# Helmets worn by the pros



## HoboMaster (May 16, 2010)

Don't be a poser, be an individual! Pick your own helmet!

Honestly though I have no idea, it's probably something with extra protection, god knows they need it.


----------



## Qball (Jun 22, 2010)

They all wear different helmets. Smith, protec, bern, you name it. The redbull and monster logos are just stickers they get paid to wear.


----------



## PeaceMaker (Mar 28, 2011)

I guess that if I were a pro rider, I'll be prouder of getting paid for holding a sticker over my helemet than of being able to realize plenty of difficult tricks.

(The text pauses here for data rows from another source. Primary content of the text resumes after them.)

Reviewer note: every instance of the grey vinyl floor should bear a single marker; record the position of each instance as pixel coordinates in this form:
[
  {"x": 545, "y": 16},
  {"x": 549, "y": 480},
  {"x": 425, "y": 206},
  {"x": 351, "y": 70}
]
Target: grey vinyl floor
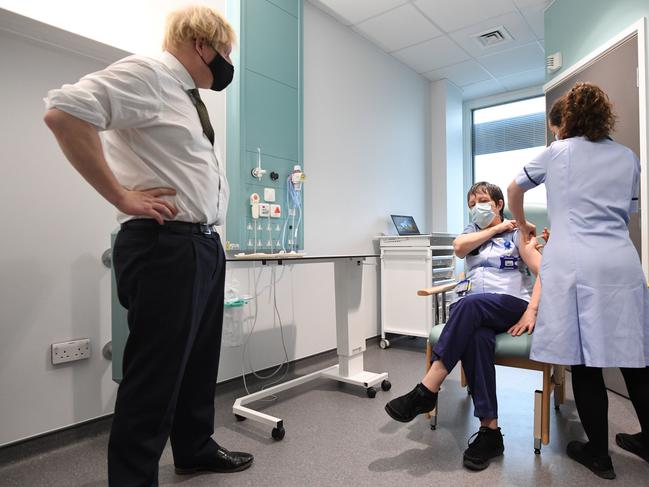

Seriously... getting paid for having stickers on your head, your board
it's just so sick 
crazy world


----------



## cadencesdad (Nov 18, 2008)

Im nowhere near pro, but the Bern Watts helmet is a great helmet. about $100 but very comfortable, the foam is thinner, but a higher density, so
the helmet doesn't have that bulky foam look. Plus it has the visor brim, which I think looks cool. also has the earpads/covers which eliminate the need for a beanie. If you still wanna wear a beanie, go a size big.


----------



## SCARBRO817 (Apr 18, 2011)

i have a capita louive vito helemt i would say go with your own cause you dont want to be on the hill and se someone with the same helmet


----------